4 Injured When Norfolk Southern Trains Hit Head-On in Georgia | Shapiro, Washburn & Sharp

Four Norfolk Southern employees suffered serious injuries when the freight trains they were crewing collided head-on and derailed outside of Sandersville, Georgia (GA), on the afternoon of August 7, 2015. The train crash occurred at a grade-level crossing across Highway 242, which is known locally as Sunhill Grange Road. Two of the railroad workers were injured so badly that they needed to be flown by helicopter to Augusta, which is some 60 miles away from the scene of the accident.

 

 

Local law enforcement officials who first responded to the crash site believe that human error in failing to manually reset a track switch left the trains on a collision course. The rail company is not immediately concurring with this conclusion, and it has joined state police and federal agencies in doing an in-depth analysis of the incident.

Whenever two trains operated by the same railroad crash head-on, there is a strong presumption of negligence by one or more employees of that railroad.  Here, it is likely that a crew member left a railroad switch in an improper position, but railroad traffic vibrations can cause an open switch to move if it was not secured by the last crew member. Such issues will be sorted out by federal investigators.

Norfolk Southern may need to assess many aspects of systemwide worker performance, staff communication and dispatch procedures.
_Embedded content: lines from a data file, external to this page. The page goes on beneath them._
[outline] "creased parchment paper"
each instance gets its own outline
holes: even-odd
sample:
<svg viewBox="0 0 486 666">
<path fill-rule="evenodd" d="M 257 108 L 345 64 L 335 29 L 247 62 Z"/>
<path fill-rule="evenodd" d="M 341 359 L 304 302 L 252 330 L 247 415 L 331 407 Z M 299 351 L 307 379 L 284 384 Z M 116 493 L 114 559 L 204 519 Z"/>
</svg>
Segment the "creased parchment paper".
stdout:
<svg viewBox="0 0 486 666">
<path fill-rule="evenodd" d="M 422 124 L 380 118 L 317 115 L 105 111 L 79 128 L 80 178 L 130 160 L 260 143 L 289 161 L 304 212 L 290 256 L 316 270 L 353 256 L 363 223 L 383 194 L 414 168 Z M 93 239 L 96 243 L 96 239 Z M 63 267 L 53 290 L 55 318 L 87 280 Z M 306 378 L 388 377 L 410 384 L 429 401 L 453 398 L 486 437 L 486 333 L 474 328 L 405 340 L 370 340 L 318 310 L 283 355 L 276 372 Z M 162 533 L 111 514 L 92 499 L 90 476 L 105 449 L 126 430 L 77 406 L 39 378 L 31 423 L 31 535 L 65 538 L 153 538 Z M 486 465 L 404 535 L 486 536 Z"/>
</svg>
In mid-July, two other NS trains crashed into each other in Dublin, Virginia (VA), sending two employees to the hospital and causing significant environmental damage. Those trains were involved in a rear-end collision, but the basic problem of two trains sharing the same track too closely together in time and location lay at the root of the problem.

As a Carolina personal injury and wrongful death attorney who has helped railroad workers hurt on the job since the 1980s, I know that accidents never just happen. Each crash and derailment has a cause, and that cause almost always could have been avoided. Scheduling, routing and switching errors are all easy to identify and should be simple to fix. When any do occur and go uncorrected, the consequences can be tragic.